The use of imagery and personification creates an odd world where the audience is shown disturbing images. His writing is even a little incorrect, with certain articles missing here and there, but that creates the personality for the speaker. When reading the rest of this book, there are more instances like this that make the reader question the real story. With those who aren’t too familiar with non-linear writing, there needs to be care when reading.

Commentary #13

In the passage of Venus in Furs, the narrator as an attention to detail that is very specific. We get an idea of Severin quickly with sentences about his personality, which then detract to other thoughts about technology and philosophy.
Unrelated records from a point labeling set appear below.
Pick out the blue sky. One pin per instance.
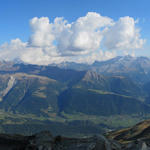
(15, 15)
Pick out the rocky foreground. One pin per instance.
(135, 138)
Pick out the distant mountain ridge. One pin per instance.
(75, 95)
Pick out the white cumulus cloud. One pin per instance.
(78, 41)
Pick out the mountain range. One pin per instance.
(71, 93)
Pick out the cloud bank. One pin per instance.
(89, 38)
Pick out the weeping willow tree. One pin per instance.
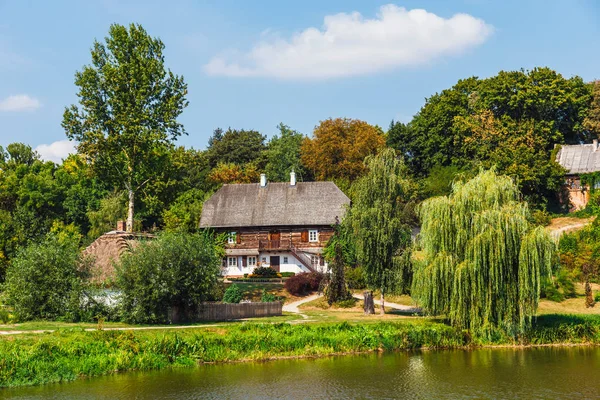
(377, 221)
(483, 262)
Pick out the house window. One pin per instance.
(231, 238)
(314, 260)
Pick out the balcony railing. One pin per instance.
(281, 244)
In that sentence, it continues on the idea of clockwork (like a clock ticking, but I would imagine that they would be going back and forth). There is also a sense of being learned with the listing of these philosophers, as this book is on the morally questionable rack of it’s time. There could be a need to give the author and work credibility, but it gives the narrator character.

His descriptions are very visual as they seem to invoke of a moment. We can see the eyes move across the room to see all the objects. It is nothing like stream of consciousness, but it flows nicely as if we get to see what his eyes lay on. I also think that’s where the point of view comes in. We are given a lot of visual sensory images and it’s almost as if the audience is placed into the character. The long winding sentences are nice, but a few of them get me as a reader lost while reading them, thus I get turned off to the text. Luckily it gets balanced with the imagery.

Commentary #12

 

Whitman’s “Song of Myself” is a free verse poem that is filled with sensory images and small pieces of rhythm. While there is no actual rhythm or rhyme, the poem does flow with lyrically placed words. There is also this kind of double-ness within several lines of the poem. “…and know it and like it…, My respiration and inspiration,” are lines that have a sort of rhyme and repetition. It connects the two in a way like having them occur at once, his breathing, his living is his motivation. To do what? His art.
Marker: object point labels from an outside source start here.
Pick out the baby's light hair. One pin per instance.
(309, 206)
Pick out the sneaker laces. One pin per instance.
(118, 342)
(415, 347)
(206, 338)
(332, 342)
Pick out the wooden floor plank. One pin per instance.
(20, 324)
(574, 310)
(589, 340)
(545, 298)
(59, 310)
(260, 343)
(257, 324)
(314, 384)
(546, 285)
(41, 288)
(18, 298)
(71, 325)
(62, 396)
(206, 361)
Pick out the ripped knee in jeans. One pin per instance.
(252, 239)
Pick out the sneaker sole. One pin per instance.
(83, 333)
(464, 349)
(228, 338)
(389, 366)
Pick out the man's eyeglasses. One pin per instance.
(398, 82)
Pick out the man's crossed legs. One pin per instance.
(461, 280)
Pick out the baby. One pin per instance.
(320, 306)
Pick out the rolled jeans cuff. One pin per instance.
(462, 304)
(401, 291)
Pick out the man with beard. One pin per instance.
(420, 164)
Going back to the images, there is concrete images that give a sense of realism within the poem. There are lines that show nature with leaves, rocks, shores, and streets and hills. These images are laid with other sensory details, usually having to do with scent, sound, and air. They might infer the way the feelings come and go, or how light and soft they are.

His long winding sentences give the poem a constant motion as the audience is moved from one image to the next, seeing how they all connect to explain the way Whitman sees his art.

Commentary #11

Mayne utilizes an academic tone to examine the work of Dorothy Arzner. While most approaches to maintain an academic sense in their works, this piece is a little more accessible than other reviewed works. Her choice of words make the information smooth and easy to read, while maintaining the seriousness and credibility of her work.
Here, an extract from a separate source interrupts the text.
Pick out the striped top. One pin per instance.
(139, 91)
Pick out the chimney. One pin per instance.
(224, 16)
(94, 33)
When she presents the information of two films, she skips from giving a full summary and focuses on the important aspects of the films that she will cover. In that aspect, we can see that she is already approaching the work in a concise manner, that doesn’t move the reader in circles but takes them directly to the information.

Now, I don’t mean that it is accessible to everyone, because there is jargon and other terms that are more specialized. However, knowing some basics as film theory and gender, will allow the reader to follow the work.